Sewell was surprised that the Suspects were moving in another direction. But once the seed was planted, it sprouted quickly.

“I sent him an email about swapping a pitcher or two for a bat,” Sewell said. “His response was that he was coming to the realization that he could not compete and was willing to blow things up for Bryce Harper. The Kings have a reputation to protect as one who makes big deals so I shot him a list of guys I was interested in with a package built around Harper. I asked if it was too big and he laughed me off (Justin likes to deal as much as I do). He sent back an offer with some prospects switched around.”

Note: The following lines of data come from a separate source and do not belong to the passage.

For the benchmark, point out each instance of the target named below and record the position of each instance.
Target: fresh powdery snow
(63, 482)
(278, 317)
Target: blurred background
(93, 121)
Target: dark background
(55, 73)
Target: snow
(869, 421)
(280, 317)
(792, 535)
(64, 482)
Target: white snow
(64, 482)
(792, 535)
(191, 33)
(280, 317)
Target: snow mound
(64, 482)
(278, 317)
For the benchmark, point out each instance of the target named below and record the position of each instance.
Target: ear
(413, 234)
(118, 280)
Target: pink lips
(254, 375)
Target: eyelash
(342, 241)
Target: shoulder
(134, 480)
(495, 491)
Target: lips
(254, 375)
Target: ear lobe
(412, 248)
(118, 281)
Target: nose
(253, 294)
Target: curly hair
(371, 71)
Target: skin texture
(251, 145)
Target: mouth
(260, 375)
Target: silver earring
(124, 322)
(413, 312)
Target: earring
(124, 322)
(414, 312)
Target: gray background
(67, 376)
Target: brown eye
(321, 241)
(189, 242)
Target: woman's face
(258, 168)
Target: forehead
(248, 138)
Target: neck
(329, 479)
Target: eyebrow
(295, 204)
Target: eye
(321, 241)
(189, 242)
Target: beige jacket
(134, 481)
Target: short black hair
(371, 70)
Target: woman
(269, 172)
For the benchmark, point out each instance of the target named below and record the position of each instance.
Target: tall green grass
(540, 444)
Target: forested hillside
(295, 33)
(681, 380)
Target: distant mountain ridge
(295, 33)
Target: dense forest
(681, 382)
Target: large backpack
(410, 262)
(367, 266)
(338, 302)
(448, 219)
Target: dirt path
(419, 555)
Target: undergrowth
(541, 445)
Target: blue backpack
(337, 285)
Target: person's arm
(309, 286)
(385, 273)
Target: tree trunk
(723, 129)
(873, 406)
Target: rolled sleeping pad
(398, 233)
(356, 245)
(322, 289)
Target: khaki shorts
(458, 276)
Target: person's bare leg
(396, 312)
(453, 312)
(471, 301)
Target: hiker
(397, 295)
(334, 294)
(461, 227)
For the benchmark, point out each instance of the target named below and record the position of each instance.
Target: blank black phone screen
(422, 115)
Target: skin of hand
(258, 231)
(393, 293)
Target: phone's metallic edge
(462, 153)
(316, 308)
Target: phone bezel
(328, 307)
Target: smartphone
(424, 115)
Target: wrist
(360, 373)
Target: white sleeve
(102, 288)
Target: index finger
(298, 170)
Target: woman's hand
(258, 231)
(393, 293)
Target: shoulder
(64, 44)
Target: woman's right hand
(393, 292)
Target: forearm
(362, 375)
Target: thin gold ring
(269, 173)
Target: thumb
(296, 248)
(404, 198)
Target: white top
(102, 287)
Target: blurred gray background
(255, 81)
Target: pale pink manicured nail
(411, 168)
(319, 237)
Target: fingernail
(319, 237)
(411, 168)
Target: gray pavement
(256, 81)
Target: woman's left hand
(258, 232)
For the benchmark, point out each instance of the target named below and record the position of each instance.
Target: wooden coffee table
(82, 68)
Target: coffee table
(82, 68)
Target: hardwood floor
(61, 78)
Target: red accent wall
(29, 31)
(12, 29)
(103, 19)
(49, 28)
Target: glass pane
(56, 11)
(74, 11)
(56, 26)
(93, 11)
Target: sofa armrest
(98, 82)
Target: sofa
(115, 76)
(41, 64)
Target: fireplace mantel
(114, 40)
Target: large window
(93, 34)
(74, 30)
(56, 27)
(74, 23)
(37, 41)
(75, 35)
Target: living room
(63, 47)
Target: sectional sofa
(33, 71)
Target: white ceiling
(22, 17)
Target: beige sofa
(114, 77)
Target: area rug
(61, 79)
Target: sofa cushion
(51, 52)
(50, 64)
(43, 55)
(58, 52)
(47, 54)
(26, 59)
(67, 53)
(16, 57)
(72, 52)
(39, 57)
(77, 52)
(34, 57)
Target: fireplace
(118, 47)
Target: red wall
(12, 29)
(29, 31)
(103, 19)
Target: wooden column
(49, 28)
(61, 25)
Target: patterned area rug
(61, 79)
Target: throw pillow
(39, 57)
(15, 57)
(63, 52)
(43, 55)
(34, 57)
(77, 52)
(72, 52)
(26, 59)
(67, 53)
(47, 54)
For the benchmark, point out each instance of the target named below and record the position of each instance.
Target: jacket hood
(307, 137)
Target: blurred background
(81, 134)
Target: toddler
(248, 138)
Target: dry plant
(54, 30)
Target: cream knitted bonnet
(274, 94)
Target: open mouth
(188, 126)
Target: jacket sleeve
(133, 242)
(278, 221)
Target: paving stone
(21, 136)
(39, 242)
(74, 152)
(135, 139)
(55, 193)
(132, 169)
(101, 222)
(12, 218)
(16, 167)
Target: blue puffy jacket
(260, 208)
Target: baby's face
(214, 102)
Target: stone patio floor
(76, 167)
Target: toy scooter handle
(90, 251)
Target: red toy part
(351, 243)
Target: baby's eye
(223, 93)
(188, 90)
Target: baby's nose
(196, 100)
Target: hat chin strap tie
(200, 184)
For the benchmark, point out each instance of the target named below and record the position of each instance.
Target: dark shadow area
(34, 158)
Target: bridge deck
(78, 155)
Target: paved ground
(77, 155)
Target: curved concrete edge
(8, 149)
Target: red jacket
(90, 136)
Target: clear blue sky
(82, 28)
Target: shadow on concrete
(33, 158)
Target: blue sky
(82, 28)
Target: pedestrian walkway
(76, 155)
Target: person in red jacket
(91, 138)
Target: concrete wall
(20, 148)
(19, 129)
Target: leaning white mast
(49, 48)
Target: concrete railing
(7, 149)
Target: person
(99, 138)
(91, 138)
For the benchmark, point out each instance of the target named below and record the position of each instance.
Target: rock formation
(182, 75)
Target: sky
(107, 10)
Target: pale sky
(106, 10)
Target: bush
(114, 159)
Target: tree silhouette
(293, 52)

Big trades usually mean having to give up something you don’t want to lose. In the aforementioned Crusoes-Knights deal, the contending Knights gave away a great starter (Strasburg) and a great reliever (Chapman) but got plenty of talent in return.

“For me, I hated losing Cashner at a buck, but felt I could get similar performance from Strasburg,” Sewell said. “The addition of Jansen was another big deal for me as I have a ton of Saves to make up. Acquiring Jansen and Street(from Crusoes) should make some of that up quickly. In my rebuilding year last year, I targeted Bryce Harper as the guy I wanted to build around. You can see how the talent and picks that Hamm’s picked up last year in the Harper trade have solidified him for the future. Hopefully Justin will have the same success that I had in building a contender for this year.”

Gary Robinson posted at 2014-5-9 Category: Uncategorized

3 Responses Leave a comment

  1. #1Kerry @ 2014-5-9 15:09 Reply

    Moral of the story: it pays to check the site at all hours of the day/night!

  2. #2Dave F. @ 2014-5-9 15:17 Reply

    I’m still looking to improve my team. In addition to players, willing to part with a Big Bad Voodoo Daddy CD, autographed Bellevue Bobcats baseball cap, large bag of Kirkland bean coffee or various lightly used garden tools.

  3. #3Gary Robinson @ 2014-5-9 15:46 Reply

    I don’t care who you are, Mr. Flaum, that’s funny.